Coyle gave away portions of the cash to family, friends and strangers, in addition to supporting his drug addiction to methamphetamines. He later met with another friend, Carl Masi, who learned from a radio scanner that police had issued a search for Belhau's car. After abandoning the vehicle in Gloucester City, New Jersey, Masi warned Coyle to turn the money in to police. Coyle refused, and days later he allegedly met with Mario Riccobene, a member of the Philadelphia crime family who was to instruct him on how to properly handle the money. Coyle gave Riccobene $400,000, hoping the latter would have the $100 bills laundered down to smaller denominations by playing at a Las Vegas casino. After more than 500 tips from eyewitnesses, Laurenzi received a police report of Behlau's car in Gloucester City. Belhau and Pennock later turned themselves in to the police, both revealing how Coyle found the money, as well as his interactions with Masi.

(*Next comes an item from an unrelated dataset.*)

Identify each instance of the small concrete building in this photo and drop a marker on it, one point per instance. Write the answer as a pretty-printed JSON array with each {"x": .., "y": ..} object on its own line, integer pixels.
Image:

Coyle decided to leave town in fear of being caught by police or hunted by other mobsters. He turned to his friend Francis A. Santos, who bought him a plane ticket and spent the night with him in New York City. On March 3, 1981, both men were arrested by FBI agents at the John F. Kennedy International Airport. At the time of his arrest, Coyle was attempting to check in for a flight to Acapulco, Mexico. He was carrying $105,000 in 21 envelopes (each containing $5,000) that were stuffed inside a pair of cowboy boots he was wearing. Roughly $1,003,400 of the missing money was recovered; the remainder was never found. Belhau, Pennock and Masi were not charged.

=== Aftermath ===

Coyle was charged with theft, conspiracy, receiving stolen property and Unlawful Flight to Avoid Prosecution with a maximum sentence of seven years. Santos received an accessory charge that was ultimately dropped. During trial, Coyle's lawyer Harold Kane argued that his client's actions upon discovering the money were motivated by insanity and not greed. On March 5, 1982, a jury found Coyle innocent by reason of temporary insanity.

In April 1983, Coyle filed a lawsuit against Purolator, claiming that the company's negligence in not properly securing the money was the cause of his insanity. The suit, filed at a Philadelphia Common Pleas Court, asked for $20,000 in damages. The following June, a federal judge dismissed the case, ruling that Coyle's mental injuries were caused by his own "weak" character.

In 1986, journalist Mark Bowden interviewed Coyle, as well as family and friends closest to him about their experiences. His article "Finders Keepers" was published as a three-part serial for The Philadelphia Inquirer in December 1986. Bowden later adapted the article into a 2002 book titled Finders Keepers: The Story of a Man who Found $1 Million.

== Death ==

For much of his adult life, Coyle struggled with drug addiction, and had become despondent over the death of his mother in 1981. On August 15, 1993, Coyle was found dead from an apparent suicide by hanging in his South Philadelphia home.